Java: Always explicitly specify which XML parser to use
There is the following design error in Java (at least in Servlets):
- A server may serve multiple applications; each application may use different libraries or even different versions of the same library, "side by side".
- XML parsers, transformers (XSLT), etc., have a standard interface, and there may be different implementations of this interface from different vendors, open-source projects, etc.
- Which XML parser, transformed etc. is actually used depends on a global system variable.
And it's point 3 that's the problem really. Points 1 and 2 are debatable: they certainly bring advantages, but they certainly bring complexity too.

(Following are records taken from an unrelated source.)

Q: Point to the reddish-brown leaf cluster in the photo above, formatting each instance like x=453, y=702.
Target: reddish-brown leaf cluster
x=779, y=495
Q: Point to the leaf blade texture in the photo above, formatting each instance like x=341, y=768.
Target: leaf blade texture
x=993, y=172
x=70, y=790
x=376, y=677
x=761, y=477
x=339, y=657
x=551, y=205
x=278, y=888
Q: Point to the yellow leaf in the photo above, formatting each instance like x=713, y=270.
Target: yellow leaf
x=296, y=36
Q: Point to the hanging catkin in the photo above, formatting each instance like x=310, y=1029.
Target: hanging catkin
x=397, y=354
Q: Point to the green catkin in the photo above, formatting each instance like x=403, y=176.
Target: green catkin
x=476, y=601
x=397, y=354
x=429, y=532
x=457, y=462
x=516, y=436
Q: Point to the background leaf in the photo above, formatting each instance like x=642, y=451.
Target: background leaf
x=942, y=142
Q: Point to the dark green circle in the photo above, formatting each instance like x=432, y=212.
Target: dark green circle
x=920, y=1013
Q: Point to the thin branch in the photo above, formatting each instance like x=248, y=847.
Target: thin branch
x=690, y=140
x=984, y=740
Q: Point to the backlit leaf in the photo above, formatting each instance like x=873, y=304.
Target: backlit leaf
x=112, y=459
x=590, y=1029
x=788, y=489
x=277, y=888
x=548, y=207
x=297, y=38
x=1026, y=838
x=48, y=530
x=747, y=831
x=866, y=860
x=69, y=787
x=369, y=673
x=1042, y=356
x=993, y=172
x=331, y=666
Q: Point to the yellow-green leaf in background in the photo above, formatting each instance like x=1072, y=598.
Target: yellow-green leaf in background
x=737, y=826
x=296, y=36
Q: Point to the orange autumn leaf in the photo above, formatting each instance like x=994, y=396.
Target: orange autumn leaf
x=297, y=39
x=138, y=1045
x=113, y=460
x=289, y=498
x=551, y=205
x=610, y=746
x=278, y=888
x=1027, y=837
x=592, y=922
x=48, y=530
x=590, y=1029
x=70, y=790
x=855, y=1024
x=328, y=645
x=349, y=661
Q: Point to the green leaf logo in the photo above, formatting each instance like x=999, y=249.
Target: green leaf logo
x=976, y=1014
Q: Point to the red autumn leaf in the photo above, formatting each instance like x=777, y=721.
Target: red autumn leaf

I just had the problem that one of my web applications stopped working, but only intermittently. Restarting the server led to everything being OK, but later things would not be OK. I do hate environments where everything appears to work, yet in fact doesn't. I mean how do you know when you're "done" in such an environment? (Or how do you even know you are in such an environment?)
The bug was caused by:
- Application one used the default XML parser, and didn't have any extra JARs (libraries) for reading XML
- Application two required a special XML parser, set the global variable so it would be used, and included the JARs necessary for the special XML parser
So when a request came to application 1, after a request had come to application 2, then the system would try to instantiate the special XML parser within application 1 (specified in the global variable set by application 2), but wouldn't find it, as it wasn't deployed in application 1 (and applications can't use one another's libraries, due to feature #1).
This seems obvious when one describes it, but looking at the logs, on a live server, with the system down and the clock ticking? – Far from obvious.
So now, I assert, every time you want to create an XML parser, do the following:
If you require a special XML library, use:
System.setProperty("javax.xml.parsers.DocumentBuilderFactory", "org.apache.xerces.jaxp.DocumentBuilderFactoryImpl"); DocumentBuilderFactory dbf = DocumentBuilderFactory.newInstance(); ...
If you require the standard XML library, use:
Properties systemProperties = System.getProperties(); systemProperties.remove("javax.xml.parsers.DocumentBuilderFactory"); System.setProperties(systemProperties); DocumentBuilderFactory dbf = DocumentBuilderFactory.newInstance(); ...
There is also the possibility to pass a parameter to DocumentBuilderFactory to specify which XML parser technology to use. That's a good option too, as it wouldn't "corrupt" this global variable ("system property"). However I think one should be defensive, and always delete the global variable if one wishes to use the standard XML parser, and therefore it doesn't matter if this global variable gets corrupted or not.
Never do the following:
DocumentBuilderFactory dbf = DocumentBuilderFactory.newInstance();
This simply relies on whichever XML parser is currently set in the global variable. You have no way to guarantee that some other application running on the same server won't set the global variable to use an XML parser you don't have installed in your application. Even if you have control of the server and all applications, you don't know what software you'll be writing in the future. (In this case I installed a new application to a server which'd been running fine for 1 year, but due to setting the global variable, the old application broke..)
The same applies for all those other "factory" situations such as TransformerFactory.newInstance() etc.
This feels all quite inelegant to me, and has just cost me a lot of time, and it's not as if I'm so new to programming Java. I am wondering if there is a better way to approach it? Or is Java just broken in this particular respect?
P.S. This is not the only thing that went wrong with the old application today. I upgraded from Java 5 to Java 6 and suddenly some XML was not compliant against a schema according to Java – I had hit this error.